OBJECTORS to the $47 million Macquarie pipeline hope a groundswell of submissions calling for the Department of Planning to refuse the project will sway the planning authority’s final decision.
Feedback to the Environmental Assessment (EA) was due yesterday.
It is understood the department has been flooded with more than 100 submissions from members of the public, community groups and other government departments.
Submissions came from groups opposing the pipeline from all over the region including the Orange and Region Water Security Alliance, Environmentally Concerned Citizens of Orange (ECCO), Friends of the Macquarie River, Summer Hill Creekcare, Orange Ratepayers Association, Inland Waterways Rejuvenation Association, Orange Field Naturalists, and the Inland Rivers Network.
Many of the groups’ members also wrote individually to the department.
The impact on the environment and ecology of the area and the financial viability of the project are expected to be chief concerns raised in the submissions.
A coordinated effort to print 1000 postcards addressed to Planning Minister Brad Hazzard outlining objections to the pipeline for members of the public to sign was expected to see an additional influx of submissions, which would continue after yesterday’s closing date, the alliance’s Cyril Smith said.
“It’s an important time to keep the politicians informed,” he said.
“The submissions have some very important and pertinent information in them.”
The Alliance’s 70-page submission was coordinated by hydrologist Paul Wettin and detailed all the alternative sources of water that could satisfy Orange’s demand for water, Mr Smith said.
The ratepayers association’s submission focused on the financial viability of the project.
“We’re concerned about the cost of the pipeline and the cost of maintenance for the amount of water it could deliver,” he said.

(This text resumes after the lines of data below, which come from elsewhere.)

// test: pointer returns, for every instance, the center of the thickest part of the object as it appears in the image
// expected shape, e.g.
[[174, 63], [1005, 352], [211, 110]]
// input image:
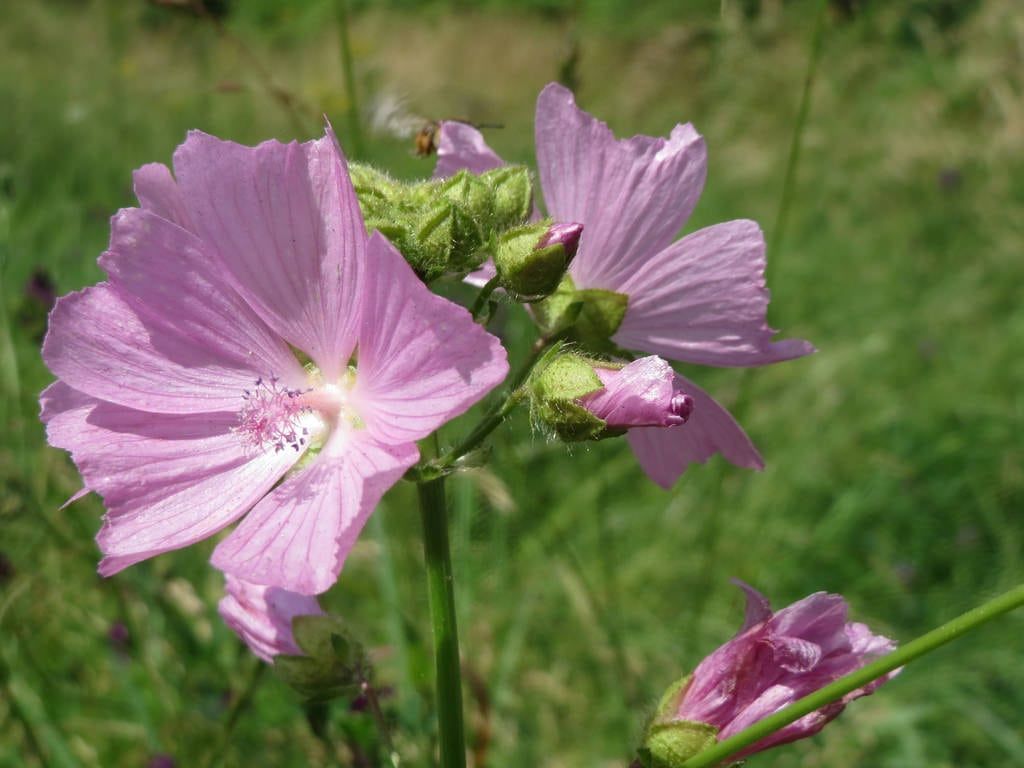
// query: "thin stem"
[[833, 692], [441, 598], [354, 129], [481, 298], [383, 729], [495, 416], [796, 142]]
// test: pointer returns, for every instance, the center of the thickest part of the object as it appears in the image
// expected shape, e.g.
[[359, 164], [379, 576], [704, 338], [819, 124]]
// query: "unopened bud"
[[530, 260], [582, 398], [513, 193]]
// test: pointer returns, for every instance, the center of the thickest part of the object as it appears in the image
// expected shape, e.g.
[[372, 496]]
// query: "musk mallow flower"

“Along with many people in Orange we can see that the stormwater harvesting scheme, if it was fully operational and licensed, would have great potential in securing Orange’s water supply.”
Dubbo-based Inland Waterways Rejuvenations Association member Matt Hansen said the pipeline had attracted national attention.
Friends of the Macquarie River member Rick Burns said his submission dealt with the downstream effects of extracting water during the river’s low flows and the impact on endangered fish in the area.
The Hill End based opponent said submissions had come from all over the region and even as far as Queensland.
Both groups commissioned independent studies into the EA’s findings, which Mr Hansen said were critical of the methods used to reach the final conclusion, especially the assessment of the fish numbers in the area.
“People have been working around the clock on the submissions,” he said.
“[The studies] are only a small part of it but they’re very damning for the pipeline project.”